А Штефан только усмехнулся, наблюдая за парнями. Все-таки правильно он сделал, что взял с собой именно этих двоих. Рядом с ними тяжелые мысли сами собой исчезают, и на душе не так пасмурно. А зверь затаился, молчит. Как из замка уехали, так и оставил его в покое. Может, и к лучшему.
Он чуть сжал коленями бока коня, и Гордый ускорился, легко
***
Илинка
Я смотрела на крошечный клочок синего неба, застрявший между прутьями решетки, и не могла заставить себя поверить в то, что это мой последний день на земле. Нет. Душа продолжала надеяться. Непонятно, правда, на что. Если только на чудо, но много ли чудес я в своей жизни видела?
С губ сорвался грустный вздох. Эх, если бы я могла свою судьбу узнать! Получилось же у меня в Белвиле собственный вирош увидеть? А сейчас, как ни стараюсь, все напрасно. Не показывается он больше.
Громкий писк вызвал желание взобраться повыше и поджать ноги. Уж больно наглыми были исконные обитатели тюрьмы. Ничего не боялись, даже днем смело по камере расхаживали.
Я поежилась, а потом подтянулась, приникла к ржавой решетке, сжала ее руками и застыла, глядя на белые облака. Небо. Манящее, вольное, бескрайнее… Оно было так далеко от меня, и, одновременно, так близко. И мне до боли захотелось обернуться птицей, выскользнуть из темницы, улететь высоко-высоко, подальше от людского предательства и злобы. И забыть все. Не думать. Не вспоминать.
Сердце болезненно заныло. Как же так, забыть? Неужели можно вычеркнуть все, что было? Нет. Не забуду. Наоборот. Запомню все, до мельчайшей капельки, до вздоха, до боли, чтобы и в посмертие унести с собой образ мужчины, вознесшего меня выше самых высоких гор, а потом ввергшего в самую глубокую бездну.

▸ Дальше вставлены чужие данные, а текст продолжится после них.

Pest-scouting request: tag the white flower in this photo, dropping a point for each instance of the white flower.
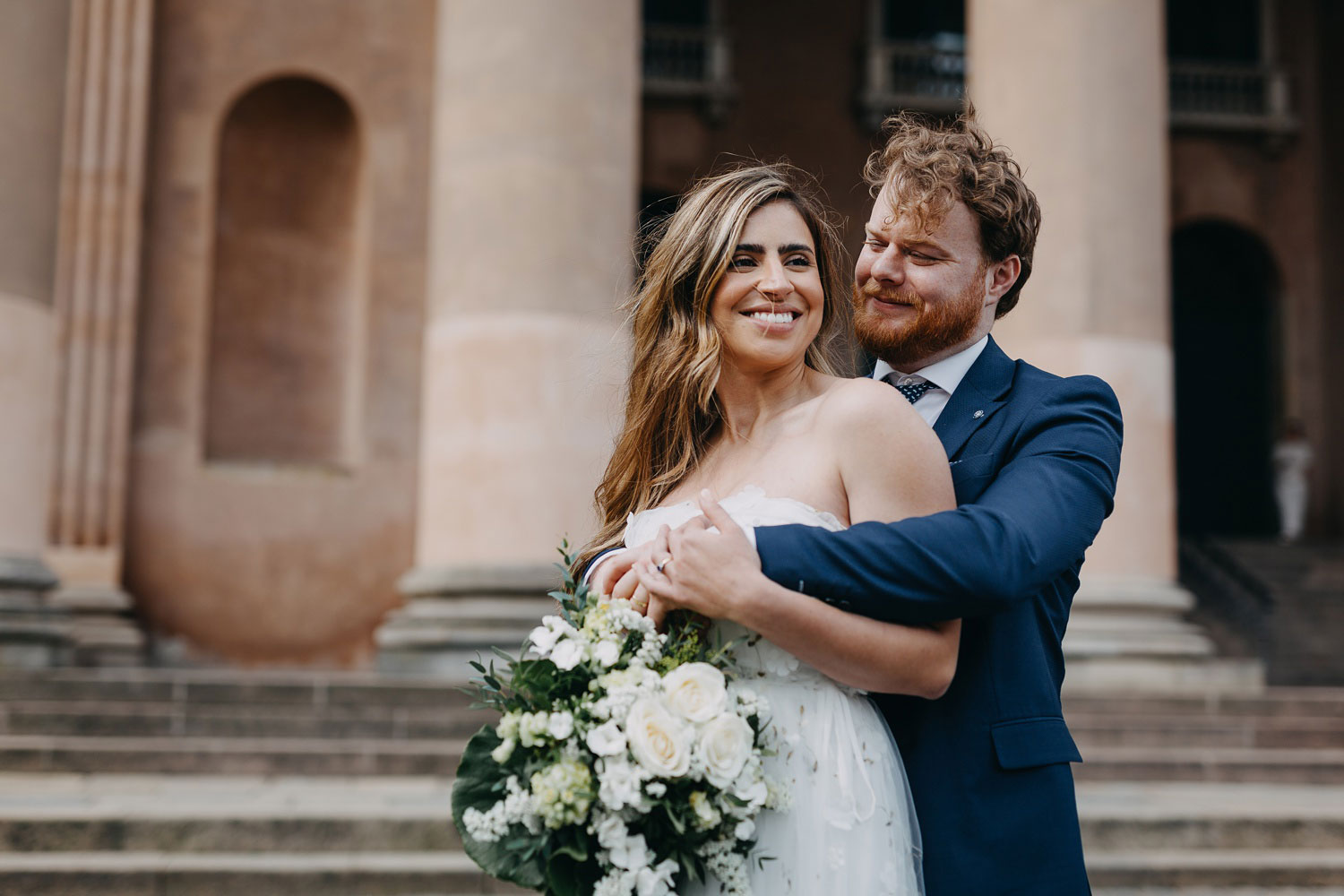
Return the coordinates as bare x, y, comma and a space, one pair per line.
617, 883
607, 653
561, 793
695, 691
607, 739
660, 742
503, 753
704, 813
658, 880
632, 855
725, 747
610, 831
753, 794
507, 728
532, 727
545, 635
561, 726
567, 653
618, 783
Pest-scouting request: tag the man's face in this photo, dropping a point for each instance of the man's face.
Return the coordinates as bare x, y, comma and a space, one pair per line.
921, 296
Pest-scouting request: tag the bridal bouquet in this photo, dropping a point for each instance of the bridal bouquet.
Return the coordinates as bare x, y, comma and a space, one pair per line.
624, 762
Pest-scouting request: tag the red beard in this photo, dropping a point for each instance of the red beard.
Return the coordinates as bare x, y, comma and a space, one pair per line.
935, 328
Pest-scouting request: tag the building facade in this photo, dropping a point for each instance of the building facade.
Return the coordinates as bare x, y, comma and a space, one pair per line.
308, 308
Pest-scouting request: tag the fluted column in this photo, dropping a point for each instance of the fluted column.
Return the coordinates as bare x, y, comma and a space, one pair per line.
532, 207
1078, 91
32, 39
97, 284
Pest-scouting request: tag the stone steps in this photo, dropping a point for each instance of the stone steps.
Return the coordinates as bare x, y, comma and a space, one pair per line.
1274, 702
1183, 868
134, 874
222, 720
228, 755
1228, 764
1284, 732
233, 686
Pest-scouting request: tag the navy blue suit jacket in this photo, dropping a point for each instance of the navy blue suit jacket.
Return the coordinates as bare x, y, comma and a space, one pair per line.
1034, 460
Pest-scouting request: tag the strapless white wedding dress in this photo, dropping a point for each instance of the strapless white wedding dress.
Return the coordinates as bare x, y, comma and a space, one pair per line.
851, 828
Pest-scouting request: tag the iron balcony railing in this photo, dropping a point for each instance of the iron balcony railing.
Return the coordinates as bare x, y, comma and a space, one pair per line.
1228, 97
913, 75
930, 77
690, 64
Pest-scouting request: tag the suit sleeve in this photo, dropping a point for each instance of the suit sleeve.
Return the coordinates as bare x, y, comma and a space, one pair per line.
1030, 525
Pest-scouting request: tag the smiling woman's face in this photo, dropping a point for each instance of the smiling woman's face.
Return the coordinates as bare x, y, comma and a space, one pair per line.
769, 304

Говорят, мертвые не помнят живых. Говорят, за гранью нет места печалям и радостям. Возможно, и так. Но я верила, что даже там, за водами забвения, я буду помнить алые глаза и несговорчивого зверя, отобравшего у меня мое счастье.
– Эй ты, душегубица! – послышался из-за двери грубый голос. – Покаяться перед смертью не желаешь?
Покаяться? Я мысленно хмыкнула. Нет. Не желаю. Ни об одном дне своей жизни не жалею, ни один не хотела бы изменить, каким бы горьким или тяжелым тот ни был.
– Так чего, исповедника звать? – не унимался стражник. – Стукни по двери, ежели душу облегчить надумаешь.
Я посмотрела на низкую темную дверь, но не шелохнулась. Создательница видит – не повинна я в том, в чем меня обвиняют. И каяться мне не в чем.
– Не хочешь, значит? – неодобрительно прогудел стражник, и я представила его заросшее щетиной лицо и маленькие, злобно сверкающие глазки.
– Да что ты ее спрашиваешь, Раздан? – послышался голос второго тюремщика, того самого, что тащил меня за руку из зала суда, а потом швырнул в темницу так, что я все колени стесала. – Убивица – она убивица и есть. Ни совести у нее, ни сожаления.
– Так ей же жить осталось до заката, как с такими грехами на душе за грань уходить? Ведь потонет в водах забвения!